Bismillahirrahmanirrahim.
Garibce’nin bu yıla ait ilk yazısının “Allah için sevmek”
başlıklı olması umarım ki murad-ı ilâhî olmuştur.
Çünkü
makinenin başına oturduğunda niyeti “Ben Ömer’i seviyorum” başlıklı bir yazı
yazmaktı.
Sonra
bakınca birincinin girizgâh ikincinin de ona bir örnek olabileceğini gördü.
Tevafuk
dedi ve hamd etti.
Ve
bihi nesteîn.
Düşündüm
ne yazabilirim ki dedim.
Aklıma
Esmâ geldi.
Hani
Âdem’e öğretilen Esmâ.
Buna
sebep Âdem meleklere ve diğer varlıklara fark atmış, hilafete liyakat
kazanmıştı.
Her
halde çanak çömlek değildi öğretilen isimler.
El-Esmâ
öğretilmişti ve onların tecellileri gösterilmişti.
Onlar
içinde aklıma ilk gelen el-Vedûd ismi oldu.
O
çok sevendi, tüm sevgilerin kaynağı idi.
O
kadar ki aynı kökten türeyen “meveddet” evrende Allah’ın varlığına ve eşsiz
sevgisine, sonsuz hikmetine onun en
büyük kanıtlarından biriydi.
Yanında
aynı zamanda rahmet de vardı. Sevginin bir tezahürü olarak esirgeyiciliğin,
şefkat ve merhametin zirvesi olan rahmet.
Elbette
ona ulaşabilmek için biraz zahmete katlanmak gerekirdi.
Hele
bir ayet[1]
vardı ki sevginin emeğini, bu uğurda ortaya konulacak olan zahmetin adresini
veriyordu:
Hakkıyla
inanır ve salih ameller de işlersek o esirgeyici Rab, Rahman isminin tecellisi
ile bizler için bir sevgi yaratırdı. Artık o sevgiyle bizleri hem yer halkı,
hem de gök ehli severdi.
Kulluğumuz
ancak o zaman kabul görürdü.
Sonra
hadislere bakayım dedim.
İmanın
tadına varmakla sevgi arasında sıkı bir bağ vardı:
“Kişi sevdiğini Allah için sevmedikçe, Allah
kendisini kurtardıktan sonra yeniden
küfre dönmeyi ateşe atılmak gibi görmedikçe, Allah ve Rasûlü kendisine
başka her şeyden daha sevimli olmadıkça imanın tadını asla alamaz[2]. (Buharî) buyrulmuştu.

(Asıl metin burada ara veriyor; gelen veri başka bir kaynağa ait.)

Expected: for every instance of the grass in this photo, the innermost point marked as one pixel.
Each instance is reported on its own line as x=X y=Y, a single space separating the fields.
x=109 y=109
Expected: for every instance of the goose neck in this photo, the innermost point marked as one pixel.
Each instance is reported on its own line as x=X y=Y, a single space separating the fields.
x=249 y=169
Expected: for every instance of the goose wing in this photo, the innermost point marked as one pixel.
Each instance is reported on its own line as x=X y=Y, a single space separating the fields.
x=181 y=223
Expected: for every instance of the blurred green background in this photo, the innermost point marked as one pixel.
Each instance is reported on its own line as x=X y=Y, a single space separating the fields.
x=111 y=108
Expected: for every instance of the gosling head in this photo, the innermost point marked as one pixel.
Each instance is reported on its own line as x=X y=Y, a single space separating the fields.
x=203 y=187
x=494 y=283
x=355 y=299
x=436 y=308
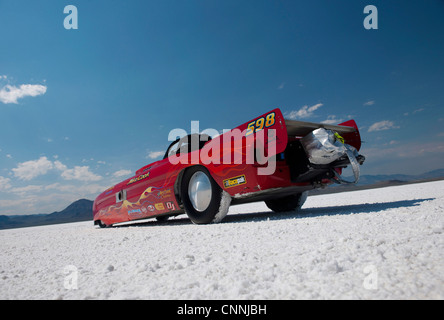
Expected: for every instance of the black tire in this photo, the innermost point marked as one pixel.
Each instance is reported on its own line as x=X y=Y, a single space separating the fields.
x=292 y=202
x=215 y=203
x=101 y=224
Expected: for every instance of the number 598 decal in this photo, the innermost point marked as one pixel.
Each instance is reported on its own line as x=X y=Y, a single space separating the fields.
x=261 y=123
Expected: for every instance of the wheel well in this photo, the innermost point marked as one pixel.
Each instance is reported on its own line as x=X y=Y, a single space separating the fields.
x=178 y=183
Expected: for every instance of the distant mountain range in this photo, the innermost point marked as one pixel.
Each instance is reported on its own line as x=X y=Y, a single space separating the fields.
x=81 y=210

Sevgi hasbi olursa ancak o zaman Allah için olurdu
ve bir anlam ifade eder, değer kazanırdı. Artık böylesi sevgi dolu olanlar
Allah’ın özel inayeti altında olurlardı.
“Yüce Allah kıyamet gününde şöyle buyurur: Celalim
hakkı için karşılıklı birbirlerini sevenler kimlerdir. Gölgemden başka hiçbir
gölgenin olmadığı bu günde onları kendi gölgemde korumaya alacağım!”[3]
(Müslim)
Birde şu hadise bakalım:
Bir adam, başka bir köyde bulunan bir kardeşini
ziyaret etmekteydi. Yüce Allah, onun yolu üzerine bir melek gönderdi. Melek,
adam gelince sordu:
“Nereye gidiyorsun?” Adam:
“Şu köyde bulunan kardeşimi ziyaret etmeye
gidiyorum” dedi. Melek ona:
“Ondan bir beklentin var mı? dedi.
“Yok!” dedi adam, “şu kadar var ki ben onu sırf
Allah için seviyorum.” Bunun üzerine melek ona şu müjdeyi verdi:
“Ben sana gönderilmiş bir Allah elçisiyim. Bil ki,
nasıl ki sen o kardeşini seviyorsan Yüce Allah da seni seviyor![4]”
(Müslim)
Sevginin
bizatihi kendisi en büyük bir amel sayılıyor: Yunus’un işimiz sevi[5]
demesi demek bu kaynaktan besleniyor.
Hz. Peygamber şöyle buyurdu: “Amellerin en
üstünü Allah için sevmek ve Allah için buğz etmektir”[6]
(Ebu Davud)
Daha ayrıntılı benzer bir hadisimiz ise şöyledir:
Hz.
Peygamber sordu: “Biliyor musunuz ameller içinde Allah’a en sevimli olanın
hangisidir?” Biri “Namaz, zekat!” dedi. Biri “Cihad” dedi. Hz. Peygamber
buyurdu:
“Yüce
Allah’a en sevimli gelen amel Allah için sevmek ve Allah için buğz etmektir!”[7]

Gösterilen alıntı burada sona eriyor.